RATIN

EAC states urged to harmonise standards

Posted on March, 28, 2017 at 11:36 am


The East African Community (EAC) partner states are being urged to expedite harmonisation of standards for the prioritised 20 most traded goods such as edible fats and oils so as to boost regional trade.

Compliance with standards and market requirements are prerequisites for successful market access and for improving the competitiveness of exporters in the region.

Lilian Awinja, the chief executive of the East African Business Council (EABC), says that although partner states have done a great job on harmonising several standards, many more standards are yet to be harmonised.

According to the apex body of business associations of the private sector and corporates from the EAC, partner states also should increase adoption rate for harmonised regional standards for the 20 most traded goods.

“There is still a low adoption rate of harmonised regional standards. This has led to costly and time-consuming re-testing processes or denial of market access,” said Awinja.

According to Awinja, lack of a regional technical regulations framework contributes greatly to the application of national technical regulations, which do not have a common administrative approach neither in process nor in the list of standards declared as mandatory.

“This situation is exacerbated by a frequent misunderstanding amongst stakeholders on the different roles of regulatory authorities and national bureaus of standards and the lacking coordination among those institutions.”

Raymond Murenzi, the director general of Rwanda Standards Board (RSB), said in the case of Rwanda and other partner states – besides Tanzania – there is no misunderstanding among stakeholders on the different roles of regulatory authorities.

“In Tanzania, there is a conflict between their technical regulations and standards, which is not the case in Rwanda,” Murenzi said.

Regarding the concern on low adoption rate of harmonised regional standards, Murenzi said that in Rwanda “we have adopted 70 per cent of harmonised standards.”

The other 30 per cent are considered old standards – not in line with current industry technology but, he noted, “we do have their equivalent at national level.”

“Regarding the most traded products, we have new regional standards harmonised and adopted at 100 percent,” Murenzi said.

Harmonised standards

Recently, the EABC validated the study on Impact Assessment of the East African Harmonised Standards on the business community, during a workshop held in Kampala, Uganda.

The aim of the study, initiated in 2013, was to undertake an impact assessment of the EAC harmonised standards on six amongst the 20 most traded products in the region in terms of cost, time and trade values.

Assessed products were soaps and surface active agents, alcoholic beverages, steel and steel products, edible fats and oils, sugar confectionary, and fish and fish products.

The study results indicated that use of harmonised standards in the region to produce the selected sampled products improved their competitiveness and market access, which has contributed to increment in the intra-EAC trade values of the sampled products from $291.2 million in 2010 to $ 340.4 million in 2014, a 17-per cent increment.

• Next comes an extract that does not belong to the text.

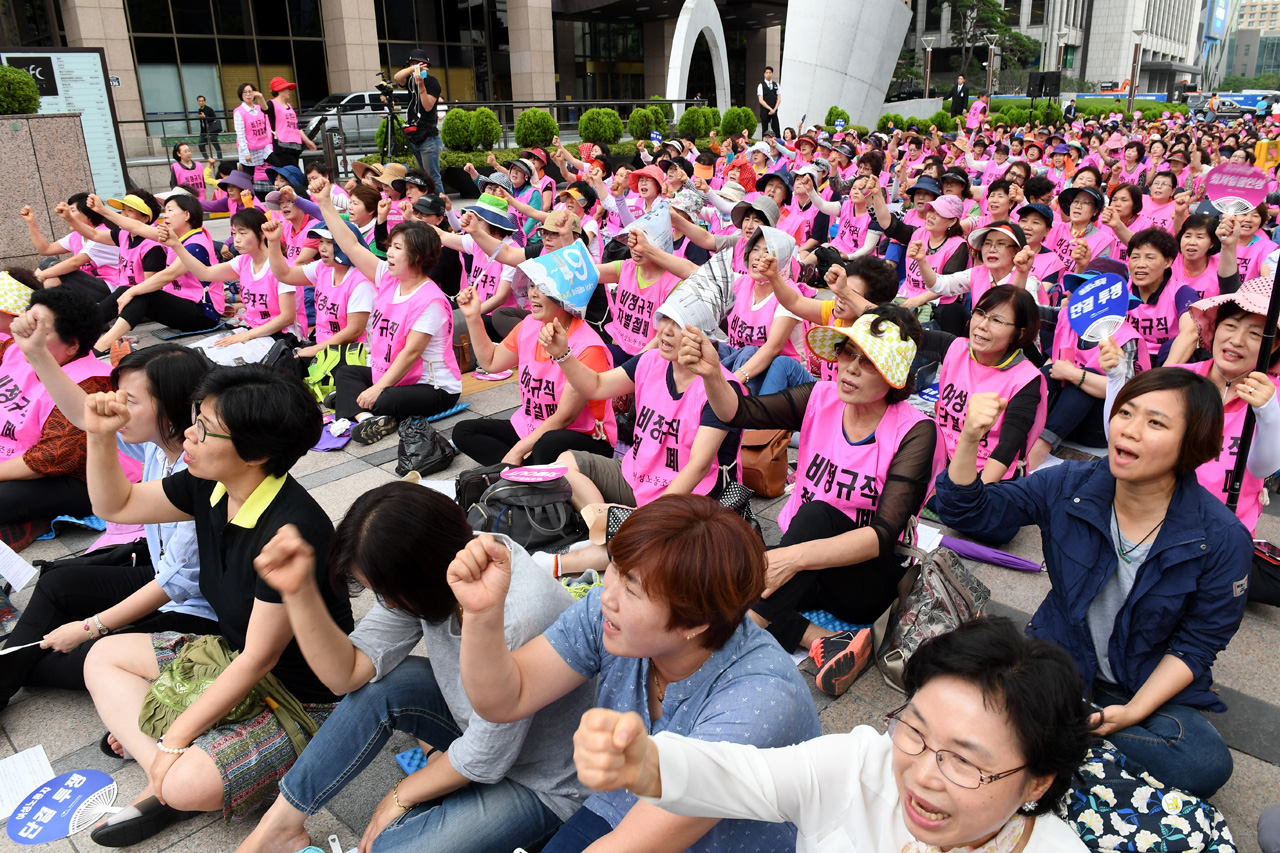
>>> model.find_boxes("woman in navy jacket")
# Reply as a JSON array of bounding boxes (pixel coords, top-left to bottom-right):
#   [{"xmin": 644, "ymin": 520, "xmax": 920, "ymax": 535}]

The sampled selected products manufactured based on harmonised East African Standards (EAS) also contributed to the increase in extra-EAC trade values from $851.6 million in 2010 to $950.8 million in 2014, an increment of 12 per cent.

Overall, there was general increase in the trade value trend of the sampled products. The total export value (intra-EAC and extra-EAC) of the selected sampled products increased to $ 1,291 million in 2014 from $1,142 million in 2010 which was a 13-per cent increment.

“Study findings further revealed that 78 per cent of the interviewed manufacturers or exporters indicated that certification of the products with the quality marks significantly reduced standards-related delays at the borders,” reads the report in part.

The study notes that standards related to clearance time for such products has on average reduced from 10 days before standards were harmonised to two to four hours after standards harmonisation which was a 99 per cent time reduction.

As a result of reduced delays at borders because of trading in certified products based on EAS, the standards related cost due to the delays at borders have also reduced “to almost zero” compared to an average of $500 per consignment before standards were harmonised.

The study was commissioned before South Sudan joined the regional bloc.

Pelagie Mbabazi, the Private Sector Federation (PSF) liaison officer, who attended the validation workshop, said findings were general and the consultant will issue a final version after incorporating inputs from the meeting.

The report lists challenges of standards harmonisation in the EAC, including a standards harmonisation process that took long; inadequate time given to the private sector to adjust to implement harmonised standards; and inadequate funding for standards harmonisation.

“Standards harmonisation is an expensive venture that requires experts and key stakeholders to meet, deliberate and form consensus. However, study findings indicated that standardisation activities were not adequately funded both at national and regional levels,” reads the report.

Murenzi said, among others, the issue of lack of recognition of quality marks in the region and especially in Tanzania where the Tanzania Foods and Drugs Authority (TFDA) does not recognise national standard bureaus’ marks is another challenge.

He said: “Our proposal is to fast track harmonisation of quality marks procedures’ issuance so as to avoid multiple testing, registration and inspection conducted by the TFDA.”

Among recommendations, the report noted, the EAC Secretariat should fast-track the development of the EAC SPS protocol and its ratification by partner states to address issues regarding food safety regulations and harmonisation of food safety controls to lessen inconveniences to exporters to Tanzania.